Received date: 2016-03-22; Accepted date: 2016-05-16

Corresponding author: LAI Yan-qing, Professor; Tel: +86-13875851590; E-mail: cuslyqmelt@126.com

Abstract: A comparative study on the corrosion resistance of NiFe₂O₄ ceramic inert anode for aluminum electrolysis prepared in the different sintering atmosphere was carried out in Na₃AlF₆-Al₂O₃ melt. The results show that the corrosion rates of NiFe₂O₄ ceramic inert anodes prepared in the vacuum and the atmosphere with oxygen content of 1×10^-2 are 6.08 cm/a and 2.59 cm/a, respectively. A densification layer is formed at the surface of anode due to some reactions which produce aluminates.
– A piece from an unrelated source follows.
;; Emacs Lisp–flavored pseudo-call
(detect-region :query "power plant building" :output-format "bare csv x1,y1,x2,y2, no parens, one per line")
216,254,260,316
For the anode prepared in the atmosphere with oxygen content of 1×10^-2, the thickness of the densification layer (about 50 μm) is thicker than that (about 20 μm) formed at the surface of anode prepared in the vacuum. The content of NiO and Fe(II) in Ni(II)_xFe(II)_1-xFe(III)₂O₄ increases with the decrease of the oxygen content of sintering atmosphere, which reduces the corrosion resistance of the material.